Were all funny adults funny kids? Sharon Houston was. Being funny and super duper likable has definitely paid dividends for Houston. Whether it’s performing stand-up, podcasting, or producing behind the scenes, Sharon Houston has tried it all, and as the “mayor” of L.A. knows show biz like few do.

Where are you from originally, and what has your career path been like?

I was born in Miami, Florida but I’ve lived everywhere: the Midwest, Southwest, South, Northeast, and now the West Coast. When I was moving around a lot as a kid, I hated it. Now I’m glad I went through that because I can easily make friends, I’m not afraid to introduce myself to people, and I pretty much can fit in everywhere. As an actress and stand-up, I can do just about every American accent imaginable, so it’s helped me creatively as well.

My career path has been very interesting. I am really grateful for all the opportunities I’ve had and all the things I’ve done, behind the scenes and in front of the camera. I’ve done a ton of hidden camera shows, two specials, three series, and I forget how many pilots.

Nick Swardson’s Pretend Time Sketch on Comedy Central from Sharon Houston on Vimeo.

Showcase at Flapper’s Comedy Club from Sharon Houston on Vimeo.
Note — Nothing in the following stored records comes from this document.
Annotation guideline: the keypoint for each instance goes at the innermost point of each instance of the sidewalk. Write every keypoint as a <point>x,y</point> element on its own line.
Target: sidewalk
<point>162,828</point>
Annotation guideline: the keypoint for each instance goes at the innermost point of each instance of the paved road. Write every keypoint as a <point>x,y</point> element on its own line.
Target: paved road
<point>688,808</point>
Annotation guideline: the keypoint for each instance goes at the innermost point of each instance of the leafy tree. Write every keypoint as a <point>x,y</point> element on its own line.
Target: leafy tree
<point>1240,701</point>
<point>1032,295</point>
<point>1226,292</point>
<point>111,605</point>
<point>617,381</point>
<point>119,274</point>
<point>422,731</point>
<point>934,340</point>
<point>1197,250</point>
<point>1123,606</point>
And I love podcasting! I’ve managed to take the misery of one of my day jobs (freelancing as a producer on daytime court TV shows) and turn it into a brand with my podcast. It’s such a great way for me to reach an international audience that I never would have reached before. Between having my podcast featured on AV Club’s “Outliers” section, being a guest on “Talkin’ Shit with Jim Jefferies and Eddie Ifft” and a guest on “The Crabfeast with Ryan Sickler and Jay Larson”, I have listeners who have turned into fans of my podcast and my stand-up. Living in the future where technology is inexpensive and at our fingertips fucking rocks! You don’t have to wait for anyone to pick you out of the crowd. You can do your own thing and people will find you, they’ll like what you do, and things really open up for you creatively and professionally.

How long have you been doing stand-up, and were you an actor first?

I’ve been doing stand-up a long time, fourteen years? Longer had I not taken three years off! I was a theater major and wanted to act, but only if I could be funny. I always knew I’d be a stand-up, though.